Page 55 of Filthy Secret
He smirks, his eyes sliding down my body before they come back up to meet my own. He no doubt is judging my outfit with his statement about me not being the type.
Granted, I’m not. But I assuredly am not in my black jeans that are a little baggy, my tennis shoes, my black T-shirt that’s tucked into the front of my high-waisted jeans but hangs loosely in the back. And then there’s my hair, thrown up into a messy bun. I look exactly like the mom I am.
“Yeah, babe. I do. But mainly because I’ve known you since you were seven years old.”
I’d forgotten that Gnaw was in my sister’s year in school, and while we weren’t friends, he and Ellen were. In reality, Ellen was friends with every boy she ever met, no matter how old she was. She’s still the same way, although friendship changed around twelve years old for her because that’s when she started having sex.
I always get a little twinge in my chest at the thought of my sister having sex at that age, knowing that she was just a little kid. She should have been playing with Barbies still. She should have been playing in the dirt.
But she wasn’t. Our lives weren’t mud pies and lemonade stands. It’s just not how we were raised. However, whereas she followed our mother’s path, I chose to be the extreme opposite. I lost my virginity to Grover, and for seven years, he was the only man I’d ever been with. I tried with someone else, but it didn’t work, and here I am, back to him.
“Fine. You know me. I wouldn’t ever do that,” I snap.

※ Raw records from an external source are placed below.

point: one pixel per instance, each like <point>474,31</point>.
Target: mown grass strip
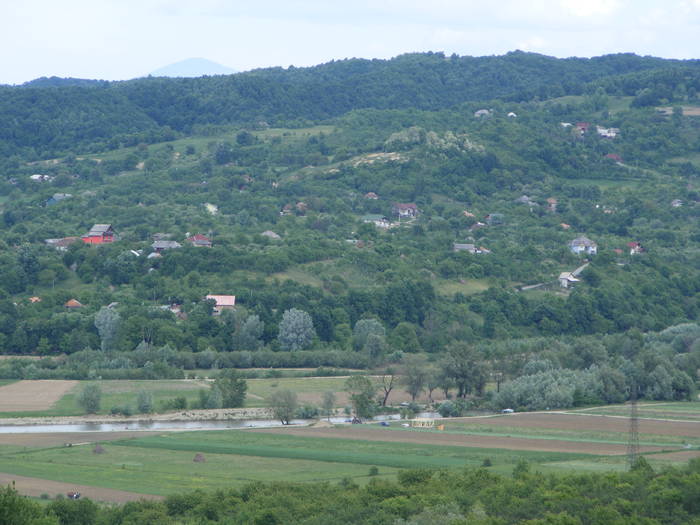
<point>383,454</point>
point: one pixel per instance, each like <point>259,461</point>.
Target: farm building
<point>99,234</point>
<point>222,302</point>
<point>583,245</point>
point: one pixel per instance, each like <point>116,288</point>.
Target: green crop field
<point>164,464</point>
<point>682,410</point>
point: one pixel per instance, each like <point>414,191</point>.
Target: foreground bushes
<point>418,496</point>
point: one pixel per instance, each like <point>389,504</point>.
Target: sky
<point>122,39</point>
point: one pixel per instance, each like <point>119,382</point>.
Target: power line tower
<point>633,437</point>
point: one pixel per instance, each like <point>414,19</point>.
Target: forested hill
<point>50,117</point>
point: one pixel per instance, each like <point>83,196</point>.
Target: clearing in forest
<point>37,395</point>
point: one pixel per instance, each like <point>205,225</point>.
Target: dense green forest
<point>293,174</point>
<point>418,497</point>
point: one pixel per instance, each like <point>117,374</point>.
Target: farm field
<point>114,393</point>
<point>685,411</point>
<point>163,463</point>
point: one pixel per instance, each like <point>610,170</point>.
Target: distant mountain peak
<point>192,67</point>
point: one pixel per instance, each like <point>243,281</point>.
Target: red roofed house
<point>99,234</point>
<point>200,241</point>
<point>73,303</point>
<point>635,247</point>
<point>223,302</point>
<point>404,210</point>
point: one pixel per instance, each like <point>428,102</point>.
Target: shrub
<point>90,398</point>
<point>144,402</point>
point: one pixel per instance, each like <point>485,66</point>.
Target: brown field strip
<point>57,439</point>
<point>36,487</point>
<point>680,456</point>
<point>367,433</point>
<point>33,395</point>
<point>587,422</point>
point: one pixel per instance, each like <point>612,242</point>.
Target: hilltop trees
<point>296,330</point>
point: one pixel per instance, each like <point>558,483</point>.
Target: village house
<point>378,220</point>
<point>57,197</point>
<point>73,304</point>
<point>99,234</point>
<point>526,200</point>
<point>635,247</point>
<point>271,235</point>
<point>222,302</point>
<point>583,245</point>
<point>61,244</point>
<point>608,133</point>
<point>567,279</point>
<point>38,177</point>
<point>160,246</point>
<point>199,241</point>
<point>405,210</point>
<point>494,219</point>
<point>469,248</point>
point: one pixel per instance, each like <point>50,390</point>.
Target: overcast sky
<point>121,39</point>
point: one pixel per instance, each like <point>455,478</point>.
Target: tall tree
<point>296,330</point>
<point>107,322</point>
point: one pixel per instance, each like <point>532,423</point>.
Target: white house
<point>583,245</point>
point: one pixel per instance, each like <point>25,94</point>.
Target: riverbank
<point>222,414</point>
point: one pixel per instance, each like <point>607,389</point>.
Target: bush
<point>90,398</point>
<point>123,410</point>
<point>307,412</point>
<point>144,402</point>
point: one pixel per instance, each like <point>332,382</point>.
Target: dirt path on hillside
<point>35,487</point>
<point>38,394</point>
<point>367,433</point>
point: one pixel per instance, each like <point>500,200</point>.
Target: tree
<point>363,329</point>
<point>19,510</point>
<point>283,404</point>
<point>362,391</point>
<point>461,365</point>
<point>249,334</point>
<point>387,384</point>
<point>296,330</point>
<point>107,322</point>
<point>233,388</point>
<point>90,398</point>
<point>415,376</point>
<point>328,403</point>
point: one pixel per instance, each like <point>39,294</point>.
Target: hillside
<point>499,164</point>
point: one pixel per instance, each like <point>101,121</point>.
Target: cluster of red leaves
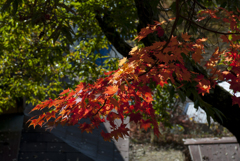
<point>110,98</point>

Gnaw chuckles. “He’s at the bar, alone, if you’re wondering. Probably too drunk to walk, though.”
“Which means he’s too drunk to fight,” I mutter to myself.
“That too,” Gnaw chuckles.
I lift my eyes to him, widening them before I clear my throat. “I don’t understand how you can ride those bikes, listen to this loud-ass music, and still hear me when I practically whisper.”
“It’s your tone,” he says. “I can pick up that female frequency from a mile away.”
“Just in case she’s a willing woman?” I ask.
He grins. “You know it, legs.”
Rolling my eyes, I give him a smile, then, against my better judgment, I wade through the crowd and go in search of Grover at the bar. He’s exactly where Gnaw said he would be. Alone, a glass and a bottle in front of him, his forehead resting on his arm as he lies there, no doubt contemplating what the fuck he did wrong in his life.
I can answer that.
It was me.
ATOMIC
My entire body jumps. It jerks, and I lift my head, looking over to see what’s made me do that. Then I see her eyes focused on mine, and my entire fucking body aches. For her. I fucking ache for her. I kind of hate myself for it. How goddamn ridiculous I am, and what a pussy.
“You okay?” she asks, her voice soft and sweet.
I hate that shit, too. She doesn’t look like the villain I want her to be right now. In fact, she is sexy as fuck, even though she’s not wearing anything overtly sexual. It works for her, and I want nothing more than to be inside of her body.
Turning in my chair to face her, I widen my thighs, gripping her hips with my fingers before I tug her between my legs. Her breath hitches, but she doesn’t protest the move. Keeping one of my hands on her hip, I slide the other around to her back and up her spine, stopping when I reach the middle and applying pressure to bring her face closer to mine.
She obliges me, bending down far enough that I can’t kiss her, but I also don’t have to yell at her to talk. It’s not exactly what I want, but close enough for now. Looking into her eyes, I search for that woman who lied, who hid a whole fucking life from me, but I don’t see her.
I just see Ryan.
“Why do you piss me off, and at the same time, I still want to fuck the absolute shit out of you?” I ask.
Her lips curve up into a small smirk. “I feel the exact same way.”
Releasing my grip on her hip, I lift my hand and wrap my fingers around the side of her neck. I slide my thumb along the underside of her eye and continue searching her gaze. “Legs,” I rasp. “Fucking hell.”
She reaches up, gripping my shoulders as she climbs onto my lap, her knees on either side of me, resting against the chair. Wrapping my arm around her waist, I hold her against me. Her tits press against my chest, and I can feel them through my shirt. Fuck, I want her naked and pressed against me right now.
Sliding my hand from the center of her back all the way past her neck, I tangle it in the hair at the nape of her neck as I hold her closer to me.
“I’m still pissed as fuck at you,” I remind her.